A constatação de que a história é, em parte, tecida nos meandros do discurso e, por analogia possível, de que a nação é representada por uma gama seletiva de histórias e de tradições, estabelece uma linha bastante tênue entre história e ficção e pergunta-se: “Não será também a história uma grande ficção?” Entretanto, mesmo considerando-se o aspecto da criação, passível de estar presente nas duas áreas, “facto” e “fictu” têm suas próprias especificidades, embora, ambas possam se valer mutuamente, num processo de simbiose, apto a alargar o entendimento tanto de uma área quanto da outra. Valemo-nos de outra teórica, Linda Hutcheon, para embasar a afirmativa: “Nessa perspectiva, história e ficção obtêm suas forças a partir da verossimilhança, mais do que a partir de qualquer verdade objetiva; as duas são identificadas como construtos linguísticos, altamente convencionalizadas em suas formas narrativas, e nada transparentes em termos de linguagem ou de estrutura; e parecem ser igualmente intertextuais, desenvolvendo os textos do passado com a sua própria textualidade.”8
A reconstrução da história, a remodelação da nação, o anseio por uma distinção identitária são matrizes comuns num contexto atual, “onde tudo o que é sólido desmancha no ar”9. Que país hoje não busca a sua reconstrução identitária? Em se tratando de Brasil, essa reconstituição é bastante arenosa, em vista das múltiplas culturas que formam a realidade do país.

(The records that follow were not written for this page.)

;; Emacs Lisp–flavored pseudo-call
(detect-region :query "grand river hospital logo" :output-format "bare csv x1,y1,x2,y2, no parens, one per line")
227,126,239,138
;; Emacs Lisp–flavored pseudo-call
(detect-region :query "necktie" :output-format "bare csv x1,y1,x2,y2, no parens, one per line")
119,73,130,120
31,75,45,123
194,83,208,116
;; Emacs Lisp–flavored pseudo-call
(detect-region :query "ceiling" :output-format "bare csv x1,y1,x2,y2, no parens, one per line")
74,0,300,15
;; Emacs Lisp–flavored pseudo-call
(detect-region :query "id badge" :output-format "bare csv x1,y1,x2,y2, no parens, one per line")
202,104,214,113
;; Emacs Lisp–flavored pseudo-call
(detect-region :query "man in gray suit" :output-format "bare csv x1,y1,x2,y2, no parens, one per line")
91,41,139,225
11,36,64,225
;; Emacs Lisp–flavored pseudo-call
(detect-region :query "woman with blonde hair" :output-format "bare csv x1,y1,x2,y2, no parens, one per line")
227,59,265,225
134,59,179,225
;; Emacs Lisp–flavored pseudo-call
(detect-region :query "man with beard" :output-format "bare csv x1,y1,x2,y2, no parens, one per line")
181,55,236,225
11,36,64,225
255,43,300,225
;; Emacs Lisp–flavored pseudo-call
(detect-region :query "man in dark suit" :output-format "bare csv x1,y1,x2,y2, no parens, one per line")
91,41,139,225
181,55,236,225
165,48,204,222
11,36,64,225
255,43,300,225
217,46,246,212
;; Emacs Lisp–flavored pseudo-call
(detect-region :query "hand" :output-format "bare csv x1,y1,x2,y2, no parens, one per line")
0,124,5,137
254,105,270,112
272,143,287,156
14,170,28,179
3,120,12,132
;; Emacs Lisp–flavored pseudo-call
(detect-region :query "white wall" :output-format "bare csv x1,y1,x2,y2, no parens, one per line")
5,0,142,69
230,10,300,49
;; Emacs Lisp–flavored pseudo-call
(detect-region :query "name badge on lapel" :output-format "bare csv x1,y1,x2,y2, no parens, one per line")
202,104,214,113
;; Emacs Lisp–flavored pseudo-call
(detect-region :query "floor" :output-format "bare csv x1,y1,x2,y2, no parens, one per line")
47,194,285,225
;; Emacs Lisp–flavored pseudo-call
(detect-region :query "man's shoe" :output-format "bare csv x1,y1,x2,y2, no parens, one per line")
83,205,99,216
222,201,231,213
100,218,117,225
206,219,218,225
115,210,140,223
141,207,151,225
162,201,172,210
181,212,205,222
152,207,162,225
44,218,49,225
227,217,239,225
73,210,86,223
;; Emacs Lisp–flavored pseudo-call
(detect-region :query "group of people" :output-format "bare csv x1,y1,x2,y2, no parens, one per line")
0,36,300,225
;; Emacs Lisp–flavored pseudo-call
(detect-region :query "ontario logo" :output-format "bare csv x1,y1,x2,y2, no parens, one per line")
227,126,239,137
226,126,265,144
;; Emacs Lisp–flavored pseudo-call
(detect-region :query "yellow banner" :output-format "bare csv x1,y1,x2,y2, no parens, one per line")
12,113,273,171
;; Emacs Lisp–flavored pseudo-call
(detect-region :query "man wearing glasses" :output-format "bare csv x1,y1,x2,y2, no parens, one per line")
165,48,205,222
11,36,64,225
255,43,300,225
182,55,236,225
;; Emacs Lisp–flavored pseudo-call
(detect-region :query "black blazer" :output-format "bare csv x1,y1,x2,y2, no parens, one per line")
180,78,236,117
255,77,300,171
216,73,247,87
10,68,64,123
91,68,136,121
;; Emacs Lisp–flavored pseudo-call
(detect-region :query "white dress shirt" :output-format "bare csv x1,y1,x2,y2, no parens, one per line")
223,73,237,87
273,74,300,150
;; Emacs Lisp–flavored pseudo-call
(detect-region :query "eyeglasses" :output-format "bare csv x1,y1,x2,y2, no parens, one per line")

Entretanto, quando se fala de África, é obrigatório reconhecer que uma das bases fundacionais da cultura brasileira assenta-se nesse continente, de onde vierem milhões de negros para servir de mão-de- obra escrava. Este fato tanto confirma a presença decisiva de negros na constituição da cultura brasileira quanto estabelece a necessidade de um ajuste de contas (ainda) com a cultura e a história desse povo.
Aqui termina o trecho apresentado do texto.